We humans are particularly attuned to reading what we think is expected of us in initial interactions. It is easy to forget that we learn these roles. In this sense we teach people, often unconsciously, how to be students or patients or employees.

This all sounds quite obvious and yet it seems to get little attention. Too often the helpers rush to identify what needs fixing. We inadvertently identify the individual with the problem. In beginning with what's wrong we risk not knowing whom we're trying to help. And this is a costly misstep.

Medicine and teaching provide good examples of this. The doctor-patient relationship usually begins with some form of "What brings you in?" To initiate a relationship with an immediate focus on what's wrong, what doesn't work, the incapacity, defines the individual as a set of flaws. Both medicine and teaching test for disability and then engage.

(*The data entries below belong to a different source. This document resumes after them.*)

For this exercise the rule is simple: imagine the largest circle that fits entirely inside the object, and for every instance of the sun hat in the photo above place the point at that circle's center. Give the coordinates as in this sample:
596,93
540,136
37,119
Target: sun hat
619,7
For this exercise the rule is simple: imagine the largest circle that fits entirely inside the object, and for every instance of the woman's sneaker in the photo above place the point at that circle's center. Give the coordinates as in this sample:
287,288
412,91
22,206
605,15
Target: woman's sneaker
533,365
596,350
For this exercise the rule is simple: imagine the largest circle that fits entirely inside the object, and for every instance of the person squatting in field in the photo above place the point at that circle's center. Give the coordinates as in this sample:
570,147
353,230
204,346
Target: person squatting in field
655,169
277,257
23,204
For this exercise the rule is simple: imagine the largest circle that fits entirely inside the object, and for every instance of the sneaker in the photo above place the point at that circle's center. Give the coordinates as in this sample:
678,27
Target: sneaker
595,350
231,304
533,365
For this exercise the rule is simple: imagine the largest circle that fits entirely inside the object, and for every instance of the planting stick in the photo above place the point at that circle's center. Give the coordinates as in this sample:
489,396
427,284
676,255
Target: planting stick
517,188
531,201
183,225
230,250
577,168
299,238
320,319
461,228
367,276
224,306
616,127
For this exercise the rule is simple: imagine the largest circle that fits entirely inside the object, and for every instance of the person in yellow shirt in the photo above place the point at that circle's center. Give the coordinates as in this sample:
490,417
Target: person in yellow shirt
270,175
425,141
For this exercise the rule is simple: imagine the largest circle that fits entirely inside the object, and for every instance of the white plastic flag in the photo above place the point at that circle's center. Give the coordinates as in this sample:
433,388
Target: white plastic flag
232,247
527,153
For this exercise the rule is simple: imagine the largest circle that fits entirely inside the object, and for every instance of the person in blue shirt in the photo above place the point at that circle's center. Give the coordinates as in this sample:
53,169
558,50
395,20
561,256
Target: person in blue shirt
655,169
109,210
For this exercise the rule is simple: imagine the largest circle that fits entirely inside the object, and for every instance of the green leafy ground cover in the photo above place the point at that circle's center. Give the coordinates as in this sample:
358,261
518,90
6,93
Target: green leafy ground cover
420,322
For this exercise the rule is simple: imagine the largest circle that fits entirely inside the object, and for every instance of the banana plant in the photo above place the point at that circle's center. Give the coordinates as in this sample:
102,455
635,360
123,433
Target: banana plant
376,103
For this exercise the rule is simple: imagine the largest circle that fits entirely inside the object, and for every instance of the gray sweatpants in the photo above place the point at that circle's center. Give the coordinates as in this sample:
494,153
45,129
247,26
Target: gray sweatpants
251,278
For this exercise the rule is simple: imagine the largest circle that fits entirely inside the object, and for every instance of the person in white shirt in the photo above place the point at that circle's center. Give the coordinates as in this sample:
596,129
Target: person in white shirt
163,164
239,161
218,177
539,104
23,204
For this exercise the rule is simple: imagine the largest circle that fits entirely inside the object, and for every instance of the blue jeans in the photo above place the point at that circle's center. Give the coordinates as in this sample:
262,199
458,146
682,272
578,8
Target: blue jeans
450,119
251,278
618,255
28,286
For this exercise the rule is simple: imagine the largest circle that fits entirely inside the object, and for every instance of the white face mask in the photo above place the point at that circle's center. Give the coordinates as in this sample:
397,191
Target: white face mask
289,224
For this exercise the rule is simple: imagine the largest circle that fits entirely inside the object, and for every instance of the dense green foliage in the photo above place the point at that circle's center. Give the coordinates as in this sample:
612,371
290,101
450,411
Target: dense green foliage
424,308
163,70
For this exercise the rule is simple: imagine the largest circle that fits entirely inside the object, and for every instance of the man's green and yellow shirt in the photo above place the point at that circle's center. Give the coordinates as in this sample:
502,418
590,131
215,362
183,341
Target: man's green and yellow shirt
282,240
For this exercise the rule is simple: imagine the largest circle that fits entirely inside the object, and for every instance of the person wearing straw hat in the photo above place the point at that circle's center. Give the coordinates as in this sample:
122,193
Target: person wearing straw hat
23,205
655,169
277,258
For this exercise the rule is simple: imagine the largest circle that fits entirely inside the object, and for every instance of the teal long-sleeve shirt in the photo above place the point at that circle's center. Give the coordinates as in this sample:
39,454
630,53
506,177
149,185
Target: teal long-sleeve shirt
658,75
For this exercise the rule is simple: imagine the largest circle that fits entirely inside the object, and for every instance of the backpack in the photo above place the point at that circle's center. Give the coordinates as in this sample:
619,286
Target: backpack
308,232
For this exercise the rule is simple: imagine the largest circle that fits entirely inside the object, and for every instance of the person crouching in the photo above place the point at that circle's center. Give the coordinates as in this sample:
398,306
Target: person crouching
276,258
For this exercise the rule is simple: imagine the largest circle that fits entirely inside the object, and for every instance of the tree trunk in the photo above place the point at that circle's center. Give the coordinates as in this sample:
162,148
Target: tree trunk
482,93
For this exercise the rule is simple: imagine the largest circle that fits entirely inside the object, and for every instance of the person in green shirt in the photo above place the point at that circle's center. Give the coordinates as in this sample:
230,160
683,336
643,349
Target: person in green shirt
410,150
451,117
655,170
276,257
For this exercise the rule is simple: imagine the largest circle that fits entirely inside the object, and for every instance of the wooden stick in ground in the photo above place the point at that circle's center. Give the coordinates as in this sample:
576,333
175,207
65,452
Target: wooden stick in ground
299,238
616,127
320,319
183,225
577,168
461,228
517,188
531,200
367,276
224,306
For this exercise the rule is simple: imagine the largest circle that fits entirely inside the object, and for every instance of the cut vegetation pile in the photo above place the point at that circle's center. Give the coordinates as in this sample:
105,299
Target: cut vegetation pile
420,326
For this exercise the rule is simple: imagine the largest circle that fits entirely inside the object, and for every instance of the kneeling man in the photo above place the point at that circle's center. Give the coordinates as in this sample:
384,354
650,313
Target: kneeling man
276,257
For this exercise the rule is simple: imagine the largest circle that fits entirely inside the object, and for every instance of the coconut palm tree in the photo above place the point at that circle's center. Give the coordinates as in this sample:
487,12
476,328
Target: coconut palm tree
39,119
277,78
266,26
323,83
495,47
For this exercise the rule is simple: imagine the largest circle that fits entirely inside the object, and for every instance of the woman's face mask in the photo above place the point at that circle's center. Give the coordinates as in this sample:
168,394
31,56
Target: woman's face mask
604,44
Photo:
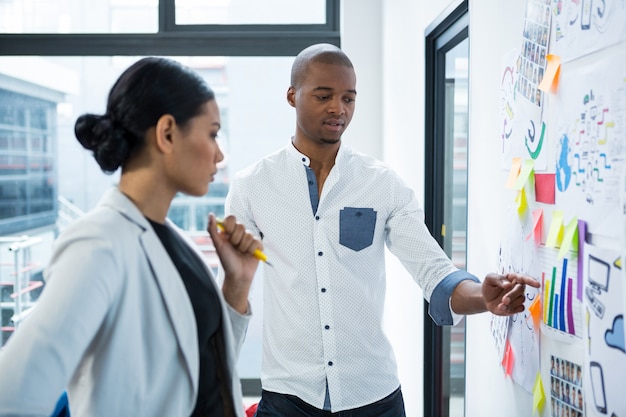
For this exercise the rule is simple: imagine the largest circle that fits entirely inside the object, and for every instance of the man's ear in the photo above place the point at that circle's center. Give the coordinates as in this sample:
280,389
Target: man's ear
291,96
165,130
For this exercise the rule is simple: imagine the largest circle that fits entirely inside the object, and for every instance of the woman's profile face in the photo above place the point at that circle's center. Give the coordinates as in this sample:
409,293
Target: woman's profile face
197,152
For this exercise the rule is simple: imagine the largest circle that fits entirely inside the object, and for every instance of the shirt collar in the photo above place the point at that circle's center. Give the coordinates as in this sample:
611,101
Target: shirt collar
304,160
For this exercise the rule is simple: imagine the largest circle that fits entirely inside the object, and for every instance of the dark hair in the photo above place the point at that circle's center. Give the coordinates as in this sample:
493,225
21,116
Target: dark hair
324,53
147,90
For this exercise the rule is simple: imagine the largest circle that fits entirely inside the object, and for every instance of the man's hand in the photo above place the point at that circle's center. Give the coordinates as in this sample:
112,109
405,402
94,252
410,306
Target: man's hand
504,295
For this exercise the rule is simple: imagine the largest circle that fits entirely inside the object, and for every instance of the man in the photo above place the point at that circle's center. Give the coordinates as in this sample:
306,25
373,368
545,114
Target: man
325,214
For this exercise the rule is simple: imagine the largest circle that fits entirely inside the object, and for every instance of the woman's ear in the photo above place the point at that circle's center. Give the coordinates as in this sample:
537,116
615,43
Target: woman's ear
165,130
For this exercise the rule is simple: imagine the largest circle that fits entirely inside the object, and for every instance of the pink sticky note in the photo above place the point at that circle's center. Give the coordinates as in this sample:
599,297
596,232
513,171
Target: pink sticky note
545,188
537,231
550,81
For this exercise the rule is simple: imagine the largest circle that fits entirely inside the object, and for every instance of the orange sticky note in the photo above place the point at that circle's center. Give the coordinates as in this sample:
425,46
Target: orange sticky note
570,238
516,165
537,226
539,395
550,81
555,235
508,359
535,311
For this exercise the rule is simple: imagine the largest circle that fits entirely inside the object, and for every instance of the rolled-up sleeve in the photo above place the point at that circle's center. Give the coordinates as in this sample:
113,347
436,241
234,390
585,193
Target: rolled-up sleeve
439,308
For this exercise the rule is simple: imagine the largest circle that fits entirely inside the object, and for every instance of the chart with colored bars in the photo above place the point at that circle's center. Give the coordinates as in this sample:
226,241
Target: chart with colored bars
562,293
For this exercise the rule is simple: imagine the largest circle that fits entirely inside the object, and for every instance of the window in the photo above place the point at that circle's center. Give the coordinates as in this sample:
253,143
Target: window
60,69
447,53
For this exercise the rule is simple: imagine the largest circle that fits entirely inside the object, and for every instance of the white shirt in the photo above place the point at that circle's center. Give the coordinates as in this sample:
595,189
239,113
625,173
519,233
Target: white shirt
324,295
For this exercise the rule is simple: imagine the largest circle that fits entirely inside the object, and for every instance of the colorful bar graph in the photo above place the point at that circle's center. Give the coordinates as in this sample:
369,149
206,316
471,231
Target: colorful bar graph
570,309
562,297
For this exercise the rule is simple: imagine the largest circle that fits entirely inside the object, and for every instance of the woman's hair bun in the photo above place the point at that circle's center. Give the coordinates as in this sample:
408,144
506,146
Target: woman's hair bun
105,138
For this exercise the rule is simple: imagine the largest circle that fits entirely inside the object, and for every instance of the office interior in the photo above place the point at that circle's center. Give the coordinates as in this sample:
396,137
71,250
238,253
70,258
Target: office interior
391,44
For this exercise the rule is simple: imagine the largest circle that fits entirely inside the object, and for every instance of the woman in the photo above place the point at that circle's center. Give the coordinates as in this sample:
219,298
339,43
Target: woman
131,321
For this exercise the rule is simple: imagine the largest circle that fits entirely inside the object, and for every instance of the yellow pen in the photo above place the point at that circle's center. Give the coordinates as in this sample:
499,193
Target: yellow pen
257,253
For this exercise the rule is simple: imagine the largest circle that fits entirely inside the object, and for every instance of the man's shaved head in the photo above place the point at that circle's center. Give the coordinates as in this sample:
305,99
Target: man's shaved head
324,53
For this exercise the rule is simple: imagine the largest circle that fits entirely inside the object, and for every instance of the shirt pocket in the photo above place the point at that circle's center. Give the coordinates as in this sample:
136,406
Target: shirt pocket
356,227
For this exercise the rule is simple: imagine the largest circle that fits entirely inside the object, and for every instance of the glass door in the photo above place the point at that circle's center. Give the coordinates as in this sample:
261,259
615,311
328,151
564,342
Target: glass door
447,55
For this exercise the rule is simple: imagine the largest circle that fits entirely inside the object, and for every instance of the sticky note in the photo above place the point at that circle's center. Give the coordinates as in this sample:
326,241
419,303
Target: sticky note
535,311
539,395
521,201
527,169
545,188
508,359
570,238
550,81
537,230
516,165
555,234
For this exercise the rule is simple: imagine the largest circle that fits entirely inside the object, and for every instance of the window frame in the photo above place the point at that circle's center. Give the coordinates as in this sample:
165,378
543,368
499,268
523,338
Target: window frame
182,40
449,29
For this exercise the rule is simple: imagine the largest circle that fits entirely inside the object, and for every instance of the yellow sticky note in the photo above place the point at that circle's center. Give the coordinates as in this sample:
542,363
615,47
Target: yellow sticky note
555,235
521,201
539,396
570,238
550,81
516,165
527,169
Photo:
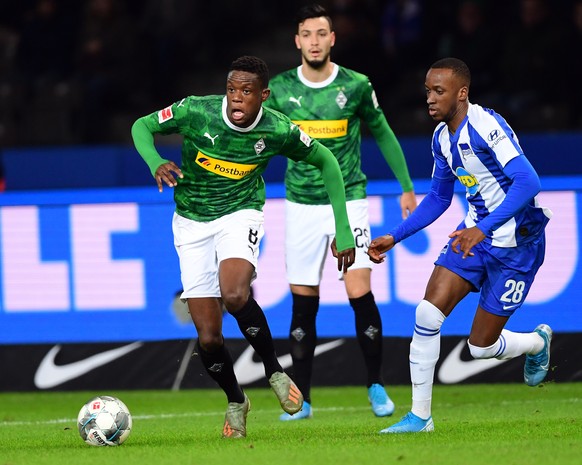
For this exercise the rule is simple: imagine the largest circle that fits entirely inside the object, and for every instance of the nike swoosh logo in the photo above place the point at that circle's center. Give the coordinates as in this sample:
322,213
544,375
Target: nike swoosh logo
248,371
454,369
49,374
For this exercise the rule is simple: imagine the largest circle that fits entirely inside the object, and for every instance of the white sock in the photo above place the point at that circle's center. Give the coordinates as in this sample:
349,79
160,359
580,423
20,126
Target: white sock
517,344
424,354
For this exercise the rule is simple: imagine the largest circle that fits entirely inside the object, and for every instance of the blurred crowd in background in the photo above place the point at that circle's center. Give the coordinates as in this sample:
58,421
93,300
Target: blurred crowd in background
81,71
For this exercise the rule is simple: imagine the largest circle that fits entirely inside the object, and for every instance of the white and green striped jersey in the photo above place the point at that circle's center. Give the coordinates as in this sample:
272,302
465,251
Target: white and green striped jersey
331,112
222,163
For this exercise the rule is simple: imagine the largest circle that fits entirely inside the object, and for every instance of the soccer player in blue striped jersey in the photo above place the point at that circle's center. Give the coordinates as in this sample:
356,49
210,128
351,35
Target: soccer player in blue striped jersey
496,250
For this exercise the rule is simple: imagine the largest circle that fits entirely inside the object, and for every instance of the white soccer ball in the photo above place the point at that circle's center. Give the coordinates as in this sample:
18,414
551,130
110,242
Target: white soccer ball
104,421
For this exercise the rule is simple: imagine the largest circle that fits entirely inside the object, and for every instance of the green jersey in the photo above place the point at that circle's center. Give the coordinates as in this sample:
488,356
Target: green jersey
222,163
331,112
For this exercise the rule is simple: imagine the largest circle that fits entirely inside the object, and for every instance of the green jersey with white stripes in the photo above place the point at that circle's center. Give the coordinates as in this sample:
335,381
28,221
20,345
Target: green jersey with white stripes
331,112
222,163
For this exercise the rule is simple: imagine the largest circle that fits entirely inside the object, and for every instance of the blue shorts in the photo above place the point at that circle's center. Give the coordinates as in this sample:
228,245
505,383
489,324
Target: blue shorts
503,275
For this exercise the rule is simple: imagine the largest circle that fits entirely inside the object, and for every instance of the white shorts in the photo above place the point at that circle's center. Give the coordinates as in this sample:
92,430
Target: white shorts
201,246
308,235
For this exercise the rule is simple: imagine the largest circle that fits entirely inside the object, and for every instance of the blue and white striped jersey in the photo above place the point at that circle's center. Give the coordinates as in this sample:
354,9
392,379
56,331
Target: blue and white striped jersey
476,155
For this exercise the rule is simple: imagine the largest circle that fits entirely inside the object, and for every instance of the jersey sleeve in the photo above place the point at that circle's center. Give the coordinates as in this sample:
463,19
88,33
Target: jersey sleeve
324,160
166,121
374,117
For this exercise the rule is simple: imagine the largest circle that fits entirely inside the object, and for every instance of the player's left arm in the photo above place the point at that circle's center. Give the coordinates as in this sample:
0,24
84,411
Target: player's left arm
322,158
391,149
524,187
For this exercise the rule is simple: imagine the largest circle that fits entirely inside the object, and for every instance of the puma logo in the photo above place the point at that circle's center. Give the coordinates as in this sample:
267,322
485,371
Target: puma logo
296,100
210,137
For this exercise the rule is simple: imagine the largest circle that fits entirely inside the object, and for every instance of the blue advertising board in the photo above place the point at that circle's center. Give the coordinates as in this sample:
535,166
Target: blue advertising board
99,265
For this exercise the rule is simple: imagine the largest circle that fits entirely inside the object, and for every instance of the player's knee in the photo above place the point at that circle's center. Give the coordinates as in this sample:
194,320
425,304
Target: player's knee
428,316
482,352
234,300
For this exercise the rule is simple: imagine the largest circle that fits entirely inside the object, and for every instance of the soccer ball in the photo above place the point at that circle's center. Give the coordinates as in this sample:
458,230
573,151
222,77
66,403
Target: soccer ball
104,421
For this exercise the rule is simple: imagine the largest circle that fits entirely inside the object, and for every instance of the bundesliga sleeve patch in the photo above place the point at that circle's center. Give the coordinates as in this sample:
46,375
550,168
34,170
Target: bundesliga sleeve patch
165,114
304,138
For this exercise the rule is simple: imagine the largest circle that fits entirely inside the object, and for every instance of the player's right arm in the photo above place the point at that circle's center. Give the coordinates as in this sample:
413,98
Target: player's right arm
142,133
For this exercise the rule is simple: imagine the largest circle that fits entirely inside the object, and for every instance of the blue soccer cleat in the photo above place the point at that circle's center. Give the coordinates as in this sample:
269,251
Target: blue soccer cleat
382,406
305,413
410,423
537,366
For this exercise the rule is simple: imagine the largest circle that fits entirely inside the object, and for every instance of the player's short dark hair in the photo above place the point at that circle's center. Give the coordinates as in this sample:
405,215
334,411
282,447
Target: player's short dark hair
313,11
251,64
458,67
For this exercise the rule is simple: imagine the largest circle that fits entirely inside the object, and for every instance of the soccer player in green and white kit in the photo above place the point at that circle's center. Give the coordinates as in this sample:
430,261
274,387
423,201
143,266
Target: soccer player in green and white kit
218,222
329,102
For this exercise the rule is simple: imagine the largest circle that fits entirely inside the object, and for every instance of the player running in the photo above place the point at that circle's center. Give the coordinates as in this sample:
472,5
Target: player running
218,221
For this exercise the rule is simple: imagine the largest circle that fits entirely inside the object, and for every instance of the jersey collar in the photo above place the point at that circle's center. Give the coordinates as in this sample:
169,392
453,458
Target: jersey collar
317,85
235,127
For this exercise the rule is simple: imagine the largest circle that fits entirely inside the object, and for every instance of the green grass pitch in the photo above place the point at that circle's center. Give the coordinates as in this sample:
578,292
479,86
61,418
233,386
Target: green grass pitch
494,424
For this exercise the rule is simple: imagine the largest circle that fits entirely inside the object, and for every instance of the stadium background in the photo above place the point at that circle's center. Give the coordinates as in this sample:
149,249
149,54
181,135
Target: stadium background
88,274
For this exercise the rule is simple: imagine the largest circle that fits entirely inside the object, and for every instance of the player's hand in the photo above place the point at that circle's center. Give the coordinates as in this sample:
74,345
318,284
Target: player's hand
379,246
345,258
407,203
465,240
164,175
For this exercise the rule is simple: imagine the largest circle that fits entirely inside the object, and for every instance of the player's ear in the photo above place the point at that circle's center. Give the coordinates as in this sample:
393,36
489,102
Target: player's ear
463,94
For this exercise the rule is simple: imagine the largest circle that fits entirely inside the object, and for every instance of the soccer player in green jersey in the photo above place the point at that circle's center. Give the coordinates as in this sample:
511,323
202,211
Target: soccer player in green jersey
329,103
218,222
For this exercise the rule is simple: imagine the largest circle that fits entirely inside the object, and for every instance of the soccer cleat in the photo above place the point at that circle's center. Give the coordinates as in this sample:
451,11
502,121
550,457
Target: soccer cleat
305,413
536,366
410,423
235,420
287,392
382,406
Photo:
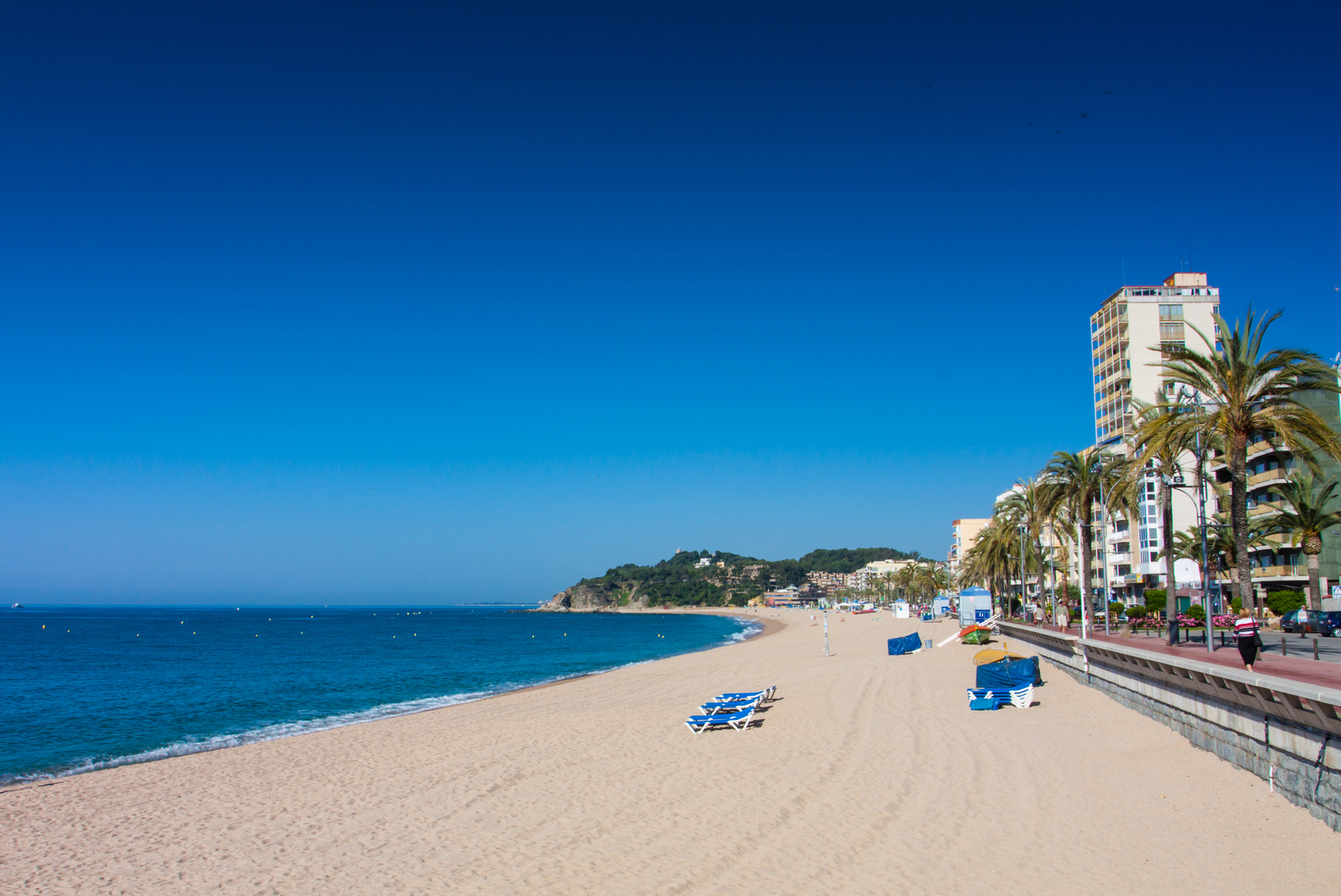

If the goal is to motivate, you need to know whom you are trying to help. This is more than the things that need changing. It is as importantly, what strengths, values, dreams, fears and role models reside within them. These provide the fulcrum helpers always need to reach people. The helper must be able to envision a successful client in order to empower them by reflecting back their unique capacities.

After too many years of starting with what's wrong, I tried the opposite. I explained that we would get to the problem but in order to understand their situation it would be most helpful for them to give me a picture of what they were like at their best.

This does not waste time or minimize the problem. On the contrary it speeds the formation of an alliance and provides a treasure trove of data that will be essential to doing the hard work of helping someone change.

The first question is "What's right with you?"